The revolution in artificial intelligence (AI) and machine learning (ML) has been a long time coming. Since the mid-1980s, scholarly journals have been predicting the widespread adoption of AI in education. However, momentum is accelerating.
Just four years ago, a study predicted that AI in education and learning would increase 47.5% through 2021; as it turned out, the prediction was conservative.
The current landscape
AI and ML are being used at every step of the student and educator journey to:
- Build statistical models of student knowledge, evaluating student achievement and instructor proficiency
- Streamline recruiting and reduce unconscious bias
- Create a digital “paper trail” for audit purposes
- Organize and optimize learning materials, and continually update them based on student and instructor feedback
- Create optical systems that can automatically grade students’ work with a cell phone picture
- Move toward AI-powered voice recognition systems that can help detect reading issues
- Make scheduling algorithms that can help determine optimal learning times for students and subjects
- Construct grading systems that quickly aggregate assessment data and decrease response time to student needs
- Create rule-based tutoring systems that “learn” from student errors and teacher corrections
That’s all in addition to broader-scale, district-wide assessment and application.
Are the machines taking over?
To many, that sounds like technology successfully educating and preparing kids; to others, it may sound like the machines are taking over.
This is particularly true when AI is used as an assessment tool, whether for employee performance or student achievement. AI is great at aggregating data, dispassionately capturing what it “sees,” and noting what’s right and wrong when the questions are black-and-whit–“What’s 17 times 27?” for instance.
Conversely, AI struggles with assessments involving nuance, empathy, context, art, and style. A Grammarly-type grammar tool, for example, may consider a student’s non-traditional language structure to be incorrect, when it’s actually serving an artistic purpose.
In fact, the tool may consider any non-traditional use to be “wrong,” whether the reasons are artistic, cultural, contextual … or whether the usage really is wrong.
AI also struggles with intent and sentiment.
Market researchers have long wrestled with this shortcoming of AI when it’s applied to the positivity or negativity of social-media posts or focus-group transcriptions.

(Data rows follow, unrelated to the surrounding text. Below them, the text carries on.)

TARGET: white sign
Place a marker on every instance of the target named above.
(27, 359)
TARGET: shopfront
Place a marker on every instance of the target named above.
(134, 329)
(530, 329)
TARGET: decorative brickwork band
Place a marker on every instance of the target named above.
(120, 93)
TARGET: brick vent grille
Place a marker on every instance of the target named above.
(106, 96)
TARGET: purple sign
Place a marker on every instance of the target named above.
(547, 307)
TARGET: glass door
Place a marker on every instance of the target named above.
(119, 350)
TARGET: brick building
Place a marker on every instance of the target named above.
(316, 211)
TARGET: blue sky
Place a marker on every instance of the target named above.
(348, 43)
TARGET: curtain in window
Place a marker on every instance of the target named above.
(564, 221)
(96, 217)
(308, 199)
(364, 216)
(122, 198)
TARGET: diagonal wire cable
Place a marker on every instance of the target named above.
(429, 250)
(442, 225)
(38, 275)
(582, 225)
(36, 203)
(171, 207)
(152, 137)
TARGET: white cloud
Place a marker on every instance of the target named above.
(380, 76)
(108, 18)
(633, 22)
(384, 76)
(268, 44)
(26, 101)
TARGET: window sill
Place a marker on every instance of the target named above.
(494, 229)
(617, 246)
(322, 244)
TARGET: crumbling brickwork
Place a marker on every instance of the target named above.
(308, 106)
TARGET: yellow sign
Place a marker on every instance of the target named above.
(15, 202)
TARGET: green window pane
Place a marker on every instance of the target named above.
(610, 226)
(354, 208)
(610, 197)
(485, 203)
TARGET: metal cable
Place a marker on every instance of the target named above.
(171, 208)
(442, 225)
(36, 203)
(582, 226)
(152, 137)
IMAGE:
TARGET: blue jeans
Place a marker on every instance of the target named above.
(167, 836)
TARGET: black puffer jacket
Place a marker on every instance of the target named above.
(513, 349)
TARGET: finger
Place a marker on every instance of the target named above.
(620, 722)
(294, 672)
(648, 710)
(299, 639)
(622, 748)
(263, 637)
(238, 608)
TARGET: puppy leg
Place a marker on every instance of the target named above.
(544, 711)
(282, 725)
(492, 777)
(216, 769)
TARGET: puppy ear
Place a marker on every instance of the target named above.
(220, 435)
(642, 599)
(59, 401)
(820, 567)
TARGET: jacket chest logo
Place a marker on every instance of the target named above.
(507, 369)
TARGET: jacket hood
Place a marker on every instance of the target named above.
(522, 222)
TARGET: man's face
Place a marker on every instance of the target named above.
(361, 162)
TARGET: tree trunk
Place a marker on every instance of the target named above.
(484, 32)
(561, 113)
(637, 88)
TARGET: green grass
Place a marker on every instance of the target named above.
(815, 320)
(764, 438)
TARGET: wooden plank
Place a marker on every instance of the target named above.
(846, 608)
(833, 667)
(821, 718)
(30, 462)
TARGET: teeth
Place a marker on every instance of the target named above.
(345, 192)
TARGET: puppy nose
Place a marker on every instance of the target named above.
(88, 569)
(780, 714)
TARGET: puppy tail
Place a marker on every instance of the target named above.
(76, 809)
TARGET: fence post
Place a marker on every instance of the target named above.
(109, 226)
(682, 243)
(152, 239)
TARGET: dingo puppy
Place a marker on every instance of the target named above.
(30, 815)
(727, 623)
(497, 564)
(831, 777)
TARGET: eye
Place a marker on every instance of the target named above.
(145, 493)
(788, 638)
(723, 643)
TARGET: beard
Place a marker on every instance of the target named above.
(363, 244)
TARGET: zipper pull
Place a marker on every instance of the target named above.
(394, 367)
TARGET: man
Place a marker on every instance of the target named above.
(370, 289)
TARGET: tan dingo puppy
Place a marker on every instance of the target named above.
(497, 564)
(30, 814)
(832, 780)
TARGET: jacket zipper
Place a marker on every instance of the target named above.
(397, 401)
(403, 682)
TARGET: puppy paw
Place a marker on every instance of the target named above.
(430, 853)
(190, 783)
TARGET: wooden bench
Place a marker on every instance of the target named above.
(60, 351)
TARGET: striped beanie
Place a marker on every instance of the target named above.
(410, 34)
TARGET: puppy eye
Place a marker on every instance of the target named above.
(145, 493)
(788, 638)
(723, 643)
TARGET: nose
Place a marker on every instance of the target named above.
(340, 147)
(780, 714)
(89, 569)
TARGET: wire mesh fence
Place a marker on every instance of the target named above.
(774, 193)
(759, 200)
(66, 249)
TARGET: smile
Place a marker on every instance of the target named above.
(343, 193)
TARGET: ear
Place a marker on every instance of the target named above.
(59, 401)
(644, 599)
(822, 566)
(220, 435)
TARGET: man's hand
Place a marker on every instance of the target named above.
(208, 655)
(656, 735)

More recently, AI-based tools have been applied to statements made by executives on earnings calls, who often use convoluted language to make negative financial statements sound positive because they know they’re being scored on their performance.
In a school setting, that could translate into teachers “performing for the machine,” putting concepts in algorithm-friendly terms that don’t connect with students.
On the grading side, AI may consider a statement like, “I love death metal!” to be negative because it contains the word “death,” when in reality, it’s not negative at all (depending on your attitudes toward death metal).
Flagging such a statement during the grading process could actually make teachers’ jobs harder, forcing them to sift out real negativity from false.
The real value of AI
Ultimately, the real value of AI lies far from semantic analysis, and the real dangers of AI are far from that as well.
AI’s value is in its potential to automate and aggregate data from the repetitive portions of grading and tutoring, while freeing up teachers and staff to interact with students on more significant levels.
AI can break education out of its “one size fits all” rut and can personalize learning to a degree that no teacher has the time or resources to replicate. AI can even breathe new life into the staid old textbook.
The real dangers of AI
The dangers with AI lie in application design and algorithmic bias.
Here’s an example of poor application design: Auto insurers often use AI-based tools that plug into a car’s onboard computer to determine whether the car’s driver is a safe driver and a low risk.
Unfortunately, the tools don’t measure safe driving but smooth driving. A driver who runs red lights in the interest of not stopping is deemed to be safer than someone who has to navigate aggressive stop-and-go traffic while being surrounded by unsafe drivers.
AI tools need to actually measure what they’re supposed to be measuring. Teacher success does not always equate with teacher efficiency. Because of that, it’s best to combine AI evaluation tools with human supervision, at least until the measuring sticks are calibrated.
As for algorithmic bias, this cuts two ways. The most pernicious examples are when algorithms or aggregated data exacerbate divisions and discrimination. A perfect example is Facebook’s formula for serving up ads based on race, which actually kept some people of color from seeing homes for sale in their area, even if they were home-shopping.
As an article in The Atlantic put it, “algorithms can privilege or discriminate without their creators designing them to do so, or even being aware of it.” Applied indiscriminately in schools, bad algorithms could be disastrous.
However, Big Data learnings can also help point out instances of bias, such as in a recent study that found books that won general children’s book awards, like the Newberry Award, generally showed lighter-skinned people of color than books which won identity-based awards.
For educators and administrators, AI needs to be seen as a powerful tool but still a tool—not a substitute for a human teacher or administrator. Humans still need to be in charge of the education of younger humans; AI needs to be the helpmate.